Ahli waris Iyus Sutisna, yang mengaku sebagai pemilik sah lahan tersebut, mendesak DPRD Kabupaten Bandung untuk mengusut tuntas dugaan penyelewengan yang terjadi.
 
Pertemuan antara Ketua DPRD Kabupaten Bandung, Hj. Reni Fauzie, Ketua Komite Pencegahan Korupsi Jawa Barat (KPK Jabar) Rd. H. Piar Pratama, S.H., dan perwakilan ahli waris di Kantor DPRD Kabupaten Bandung, Rabu lalu, menjadi titik krusial dalam permasalahan ini.  

Ahli waris dengan tegas menyatakan bahwa mereka tidak pernah menjual lahan dan bangunan yang kini digunakan sebagai kantor UPTD tersebut.  

Bukti kepemilikan, berupa Letter C dan Kohir atas nama ahli waris, serta bukti pembayaran pajak sejak tahun 1990,  dianggap sebagai bukti kuat atas klaim mereka.
 
Kepala Desa Rancakasumba pun membenarkan pernyataan ahli waris terkait tidak adanya peralihan hak atas lahan tersebut. 

Ketidakjelasan asal usul kepemilikan lahan oleh Dinas PUTR Kabupaten Bandung sejak tahun 2016 menjadi sorotan utama.  

Pernyataan Dinas PUTR yang menyebut lahan tersebut sebagai tanah negara dianggap keliru dan tidak berdasar oleh ahli waris.
 
Hj. Reni Fauzie, Ketua DPRD Kabupaten Bandung, merespon positif aduan tersebut dan berjanji akan berkoordinasi dengan Komisi A dan C DPRD serta memanggil Dinas PUTR untuk mengklarifikasi permasalahan ini.  

Beliau menekankan pentingnya transparansi dan validitas data dalam penyelesaian sengketa ini.
 
Rd. H. Piar Pratama, S.H., Ketua Umum KPK Jabar,  menyatakan kesiapannya untuk memfasilitasi mediasi antara Dinas PUTR dan ahli waris.  

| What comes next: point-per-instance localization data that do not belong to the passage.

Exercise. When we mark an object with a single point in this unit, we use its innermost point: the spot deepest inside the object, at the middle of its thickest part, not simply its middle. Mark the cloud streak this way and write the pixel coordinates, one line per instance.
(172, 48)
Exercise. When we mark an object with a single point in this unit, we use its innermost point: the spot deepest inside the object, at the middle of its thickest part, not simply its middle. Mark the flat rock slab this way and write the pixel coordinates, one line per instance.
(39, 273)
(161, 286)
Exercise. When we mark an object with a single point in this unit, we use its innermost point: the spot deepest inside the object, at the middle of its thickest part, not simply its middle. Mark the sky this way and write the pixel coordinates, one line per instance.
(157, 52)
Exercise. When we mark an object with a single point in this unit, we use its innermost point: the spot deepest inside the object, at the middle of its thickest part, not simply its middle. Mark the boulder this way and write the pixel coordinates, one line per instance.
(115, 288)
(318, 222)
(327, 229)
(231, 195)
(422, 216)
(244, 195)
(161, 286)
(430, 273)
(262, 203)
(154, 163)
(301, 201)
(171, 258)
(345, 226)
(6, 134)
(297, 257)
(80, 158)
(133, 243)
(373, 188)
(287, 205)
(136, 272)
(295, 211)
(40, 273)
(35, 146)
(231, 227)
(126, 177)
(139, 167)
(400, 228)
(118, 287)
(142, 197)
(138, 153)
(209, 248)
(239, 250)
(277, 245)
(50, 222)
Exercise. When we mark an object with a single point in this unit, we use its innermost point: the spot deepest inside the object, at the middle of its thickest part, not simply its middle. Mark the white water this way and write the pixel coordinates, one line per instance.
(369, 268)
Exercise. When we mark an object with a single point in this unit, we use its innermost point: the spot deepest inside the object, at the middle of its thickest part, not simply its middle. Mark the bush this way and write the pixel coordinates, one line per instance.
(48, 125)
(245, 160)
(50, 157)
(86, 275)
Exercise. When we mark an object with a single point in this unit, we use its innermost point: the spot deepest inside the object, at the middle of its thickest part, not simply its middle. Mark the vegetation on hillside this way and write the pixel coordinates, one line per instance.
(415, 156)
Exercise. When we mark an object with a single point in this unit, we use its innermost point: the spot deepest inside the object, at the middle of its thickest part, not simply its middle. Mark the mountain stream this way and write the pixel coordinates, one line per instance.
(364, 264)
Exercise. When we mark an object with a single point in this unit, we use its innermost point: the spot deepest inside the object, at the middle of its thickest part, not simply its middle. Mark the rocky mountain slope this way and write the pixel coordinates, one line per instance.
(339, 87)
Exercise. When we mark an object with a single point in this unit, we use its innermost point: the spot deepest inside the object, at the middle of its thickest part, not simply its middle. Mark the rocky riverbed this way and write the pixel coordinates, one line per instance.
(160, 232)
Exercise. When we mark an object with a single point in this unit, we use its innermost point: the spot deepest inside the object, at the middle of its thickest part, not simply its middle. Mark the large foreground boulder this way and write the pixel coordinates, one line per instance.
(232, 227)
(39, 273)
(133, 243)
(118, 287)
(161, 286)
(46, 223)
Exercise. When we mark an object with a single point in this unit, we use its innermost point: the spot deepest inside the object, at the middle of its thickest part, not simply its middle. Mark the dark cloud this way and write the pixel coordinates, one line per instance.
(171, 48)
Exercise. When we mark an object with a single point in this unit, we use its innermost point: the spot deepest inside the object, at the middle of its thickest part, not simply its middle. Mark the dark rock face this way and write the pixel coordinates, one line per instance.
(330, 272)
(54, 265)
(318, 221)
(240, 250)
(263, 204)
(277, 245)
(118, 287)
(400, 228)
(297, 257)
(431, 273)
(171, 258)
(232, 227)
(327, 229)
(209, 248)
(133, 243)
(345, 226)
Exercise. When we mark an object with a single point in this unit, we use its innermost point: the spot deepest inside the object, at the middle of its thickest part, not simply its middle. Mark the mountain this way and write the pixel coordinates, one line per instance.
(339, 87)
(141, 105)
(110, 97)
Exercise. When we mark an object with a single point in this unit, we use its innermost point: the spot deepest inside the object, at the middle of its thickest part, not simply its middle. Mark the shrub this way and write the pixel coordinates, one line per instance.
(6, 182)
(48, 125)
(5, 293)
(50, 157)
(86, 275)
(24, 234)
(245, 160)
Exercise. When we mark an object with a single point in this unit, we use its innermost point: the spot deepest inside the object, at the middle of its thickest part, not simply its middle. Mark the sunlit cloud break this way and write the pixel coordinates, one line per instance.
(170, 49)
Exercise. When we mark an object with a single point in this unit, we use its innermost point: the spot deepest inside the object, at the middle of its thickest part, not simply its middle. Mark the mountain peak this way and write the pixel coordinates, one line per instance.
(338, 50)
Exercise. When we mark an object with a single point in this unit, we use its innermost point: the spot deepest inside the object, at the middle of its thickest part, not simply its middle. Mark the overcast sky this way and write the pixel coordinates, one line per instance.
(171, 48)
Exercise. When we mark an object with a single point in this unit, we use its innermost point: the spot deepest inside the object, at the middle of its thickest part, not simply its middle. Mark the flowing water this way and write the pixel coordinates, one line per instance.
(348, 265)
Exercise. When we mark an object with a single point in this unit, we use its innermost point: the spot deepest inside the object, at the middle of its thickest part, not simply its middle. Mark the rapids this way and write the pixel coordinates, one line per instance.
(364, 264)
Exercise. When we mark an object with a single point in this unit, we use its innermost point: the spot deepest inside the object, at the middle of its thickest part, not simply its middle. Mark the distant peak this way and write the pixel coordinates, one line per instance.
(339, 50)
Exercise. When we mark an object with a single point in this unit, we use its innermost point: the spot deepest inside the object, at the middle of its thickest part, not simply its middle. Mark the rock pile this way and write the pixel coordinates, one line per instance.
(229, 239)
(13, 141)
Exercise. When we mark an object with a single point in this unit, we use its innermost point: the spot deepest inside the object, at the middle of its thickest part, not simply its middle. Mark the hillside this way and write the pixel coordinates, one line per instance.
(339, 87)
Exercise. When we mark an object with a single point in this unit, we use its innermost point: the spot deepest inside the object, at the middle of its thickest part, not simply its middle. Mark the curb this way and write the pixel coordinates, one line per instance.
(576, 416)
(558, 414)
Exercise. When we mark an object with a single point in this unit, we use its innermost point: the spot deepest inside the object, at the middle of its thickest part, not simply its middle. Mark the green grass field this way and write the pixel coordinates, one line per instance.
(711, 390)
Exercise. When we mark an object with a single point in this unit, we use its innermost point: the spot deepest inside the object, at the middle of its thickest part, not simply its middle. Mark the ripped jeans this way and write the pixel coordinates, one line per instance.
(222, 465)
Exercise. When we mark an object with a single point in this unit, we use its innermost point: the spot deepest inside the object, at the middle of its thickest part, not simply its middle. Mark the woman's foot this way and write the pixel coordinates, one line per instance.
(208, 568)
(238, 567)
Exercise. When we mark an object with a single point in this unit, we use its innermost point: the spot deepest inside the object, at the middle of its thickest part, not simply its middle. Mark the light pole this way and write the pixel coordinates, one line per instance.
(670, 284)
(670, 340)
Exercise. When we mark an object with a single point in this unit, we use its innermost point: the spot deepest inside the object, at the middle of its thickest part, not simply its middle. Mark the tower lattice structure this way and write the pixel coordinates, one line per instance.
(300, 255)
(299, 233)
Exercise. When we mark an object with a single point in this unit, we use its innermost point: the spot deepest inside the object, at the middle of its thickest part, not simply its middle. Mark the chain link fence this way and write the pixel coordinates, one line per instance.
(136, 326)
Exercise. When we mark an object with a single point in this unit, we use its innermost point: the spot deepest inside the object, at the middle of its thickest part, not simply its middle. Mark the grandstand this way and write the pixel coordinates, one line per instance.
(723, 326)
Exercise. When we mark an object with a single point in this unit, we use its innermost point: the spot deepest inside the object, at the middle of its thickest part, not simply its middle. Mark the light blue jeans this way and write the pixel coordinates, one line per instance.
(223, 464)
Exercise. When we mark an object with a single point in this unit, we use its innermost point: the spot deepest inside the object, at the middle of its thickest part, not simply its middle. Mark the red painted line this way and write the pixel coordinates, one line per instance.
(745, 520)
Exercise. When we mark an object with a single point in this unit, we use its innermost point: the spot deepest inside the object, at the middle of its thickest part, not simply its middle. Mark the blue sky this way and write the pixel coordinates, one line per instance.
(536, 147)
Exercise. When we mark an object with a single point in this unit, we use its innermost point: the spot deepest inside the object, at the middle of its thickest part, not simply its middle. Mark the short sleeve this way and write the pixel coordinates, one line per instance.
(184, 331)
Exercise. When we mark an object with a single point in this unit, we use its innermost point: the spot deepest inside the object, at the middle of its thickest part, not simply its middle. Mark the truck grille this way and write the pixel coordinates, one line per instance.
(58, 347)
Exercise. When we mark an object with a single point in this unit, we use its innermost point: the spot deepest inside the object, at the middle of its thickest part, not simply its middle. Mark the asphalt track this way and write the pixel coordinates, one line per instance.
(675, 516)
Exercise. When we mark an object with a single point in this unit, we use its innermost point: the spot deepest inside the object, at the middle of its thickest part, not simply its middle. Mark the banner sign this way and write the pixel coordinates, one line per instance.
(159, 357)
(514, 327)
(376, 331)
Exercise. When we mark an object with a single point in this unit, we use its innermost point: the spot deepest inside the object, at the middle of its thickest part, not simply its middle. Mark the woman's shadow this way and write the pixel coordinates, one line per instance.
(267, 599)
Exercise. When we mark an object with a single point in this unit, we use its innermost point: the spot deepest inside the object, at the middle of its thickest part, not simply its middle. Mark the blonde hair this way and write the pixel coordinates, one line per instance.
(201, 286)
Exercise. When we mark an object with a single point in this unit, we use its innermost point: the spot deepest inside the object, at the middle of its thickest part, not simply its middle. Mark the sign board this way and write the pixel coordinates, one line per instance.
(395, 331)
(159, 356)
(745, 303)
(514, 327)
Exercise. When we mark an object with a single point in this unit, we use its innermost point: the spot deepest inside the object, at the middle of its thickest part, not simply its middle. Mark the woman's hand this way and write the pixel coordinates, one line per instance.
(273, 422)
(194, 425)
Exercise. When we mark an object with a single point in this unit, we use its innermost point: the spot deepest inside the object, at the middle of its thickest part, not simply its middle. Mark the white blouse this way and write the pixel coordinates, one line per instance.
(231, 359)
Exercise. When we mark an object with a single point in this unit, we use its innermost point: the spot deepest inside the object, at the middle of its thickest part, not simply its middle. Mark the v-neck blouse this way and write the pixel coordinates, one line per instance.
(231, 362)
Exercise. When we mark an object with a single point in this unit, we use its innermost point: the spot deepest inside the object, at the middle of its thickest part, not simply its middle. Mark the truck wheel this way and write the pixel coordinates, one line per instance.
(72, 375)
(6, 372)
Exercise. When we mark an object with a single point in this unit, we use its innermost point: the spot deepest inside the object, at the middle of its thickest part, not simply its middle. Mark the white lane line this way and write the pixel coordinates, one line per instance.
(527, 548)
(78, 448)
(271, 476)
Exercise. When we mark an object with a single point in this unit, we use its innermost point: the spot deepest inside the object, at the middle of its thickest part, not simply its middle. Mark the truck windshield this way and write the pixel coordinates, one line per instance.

Namun,  beliau juga menegaskan bahwa jika ditemukan indikasi pelanggaran hukum, baik pidana umum maupun tindak pidana korupsi, proses hukum akan tetap ditempuh.  

Piar bahkan menantang Kepala Dinas PUTR, Zeis Zultaqwa, untuk beradu argumen dan data secara terbuka.
 
Pertemuan ini menjadi momentum penting dalam upaya mencari keadilan bagi ahli waris dan memastikan transparansi pengelolaan aset pemerintah daerah.  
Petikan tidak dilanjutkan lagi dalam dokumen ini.